"… be perfectly joined together in the same mind and in the same judgment" (1 Cor. 1:10).
The church of Corinth, being composed of Gentiles and Jews, had divided itself into separate groups. Instead of thinking as a single body, unified in Christ, they found their identity among those who were most like them. This was a common problem in the early church because of the Jewish/Gentile dynamic and the clash of cultures in the Roman-Greco world.
Those of Jewish background claimed to be followers of Peter, whose Aramaic name was Cephas. The false teachers who had infiltrated the Corinthian church had questioned Paul’s apostolic authority. This probably caused many of the Jewish Christians to align themselves with Peter, who was an apostle to the Jews.

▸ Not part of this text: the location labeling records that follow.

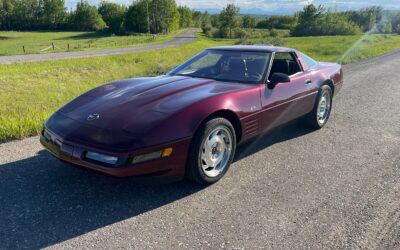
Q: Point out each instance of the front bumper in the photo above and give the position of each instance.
(172, 166)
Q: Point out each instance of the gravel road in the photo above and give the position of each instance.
(186, 37)
(291, 189)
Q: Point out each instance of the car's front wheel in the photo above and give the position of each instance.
(320, 114)
(212, 151)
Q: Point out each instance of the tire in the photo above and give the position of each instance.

Gentile converts in Corinth, on the other hand, followed Paul, who was the apostle to the Gentiles. Others followed Apollos, who was an Alexandrian Jew and distinguished for literary culture and eloquence. It is likely that the highly educated in the Corinthian congregation aligned themselves with him. As the Judaizers opposed Paul because they thought he was not an apostle, the followers of Apollos did not value him as a profound preacher. Paul was not a rhetorician after the Grecian school nor a philosopher, and in a day when these were in vogue, the apostle would not have been considered a credible speaker.
Paul rebukes the church for not being unified in Christ. Some evidently claimed Christ, but likely saw themselves as having a superior relationship to Him. The Corinthian believers, as Christians in all ages who have fallen into divisions, should have followed Christ, not men. “To no other being in the universe do believers stand in the relation which they all sustain to their common Lord,” Hodge wrote. “As, therefore, there is but one Christ, but one redeemer, but one baptism, Christians cannot be divided without violating the bond which binds them to Christ and to one another.
“Is Christ divided? Of course the answer must be in the negative. As Christ is incapable of division, as there can be but one Christ, the church cannot be divided. It is contrary to its nature to be split into hostile parties, just as it is contrary to the nature of a family to be thus divided. As the head is one, so are the members.”
How can the Corinthian situation be compared with divisions in the church today? What are some specific groups in popular Christianity that seem to follow after a man more than Christ? What are some warning signs that a person, or a group, has more allegiance to a man than to Christ? How can you guard against those things?